A/ Une analyse erronée de la situation ne peut pas fonder une orientation cohérente

(…) En France, la situation politique est plus proche de celle des autres pays européens que des révolutions démocratiques d’Amérique latine ou des pays arabes : des mobilisations sociales vigoureuses — mais défensives — cohabitent avec une gauche atone et une extrême droite offensive, sur fond de désengagement électoral de larges fractions populaires.

Le mouvement des « indignados » espagnols, au-delà de certaines particularités (une austérité brutale, un chômage qui est plus du double de la France et qui bouche l’horizon de la jeunesse par exemple), s’inscrit dans les diverses mobilisations qui secouent successivement différents pays d’Europe suite à la crise et à ses conséquences sur les populations.

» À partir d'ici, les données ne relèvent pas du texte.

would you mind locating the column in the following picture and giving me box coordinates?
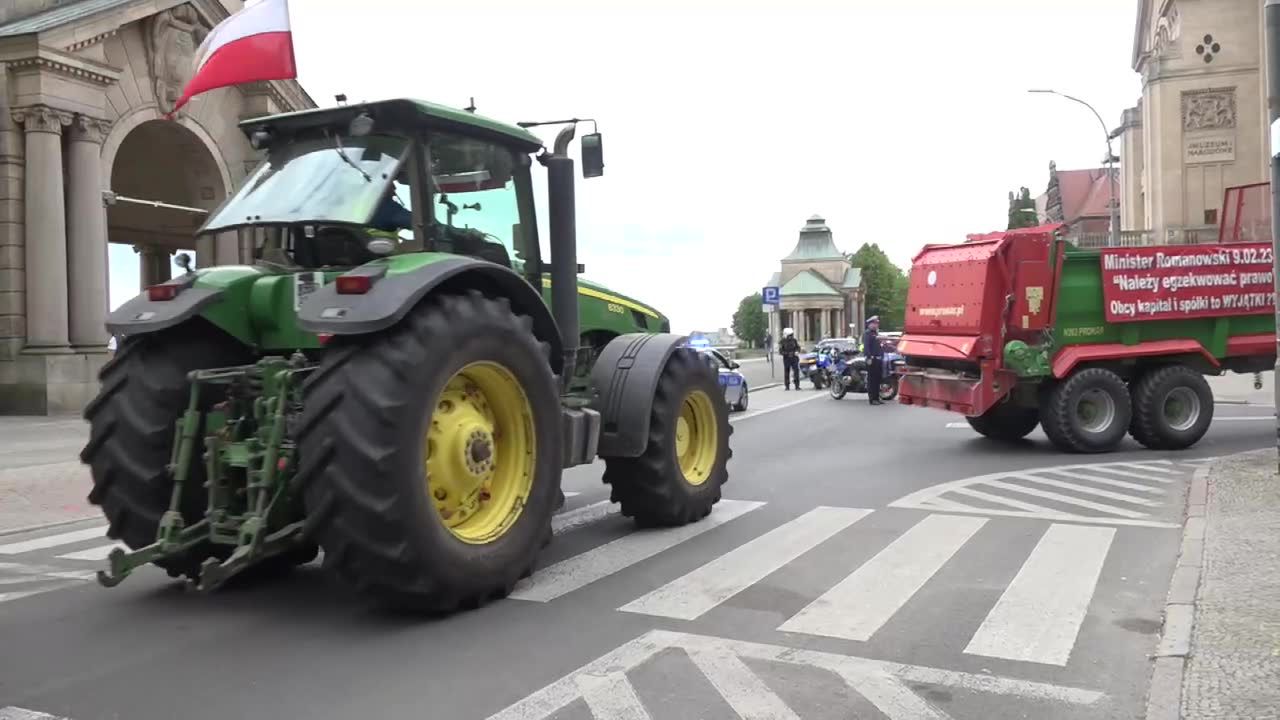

Il confirme ce que nous venons de vivre en France avec le mouvement des retraites, ce qui s’est passé en Grèce ou au Portugal face aux plans d’austérité brutaux, ce qui s’était passé en Grande Bretagne et ailleurs. Et d’autres mouvements similaires peuvent surgir dans toute l’Europe. Ces mouvements disent le refus de mesures injustes et brutales. Ils expriment une prise de consciences des méfaits du néo-libéralisme. Ils manifestent le rejet « des banquiers et des politiciens ». Ils indiquent une aspiration à la justice et à la démocratie, c’est-à-dire à un autre partage des richesses et à la maîtrise par les citoyens de leur avenir. C’est un point d’appui décisif pour combattre le néo-libéralisme et ouvrir des perspectives et il faut être au cœur de ces mouvements et encourager leur développement.

Mais ces mouvements butent sur la question de la perspective politique alternative que, dans la plupart de ces pays, ils ne sont pas en capacité de résoudre à court terme vu la faiblesse de la gauche de transformation et la difficulté pour que, dans ces conditions, l’irruption sociale se transforme en construction politique. Parce qu’il y a un véritable saut qualitatif pour se hisser à la hauteur d’un « projet » et d’une « force » pour le porter. Parce qu’il s’agit de rien moins que de construire une perspective et une organisation à même de se substituer à l’effondrement des partis communistes et à la débâcle des social-démocraties comme outils de transformation/dépassement du capitalisme. (…) Il faut pour dépasser ces difficultés un travail politique spécifique, et cela prendra du temps pour faire émerger le mouvement social dans le politique et le structurer. C’est de cela que nous devrions discuter concrètement en termes de stratégie. (…)

B/ La réalité de la situation française : des mobilisations sociales vigoureuses, mais qui échouent ; un rejet du libéralisme croissant, mais une conscience obscurcie des alternatives ; une progression de l’abstention et du FN inquiétantes.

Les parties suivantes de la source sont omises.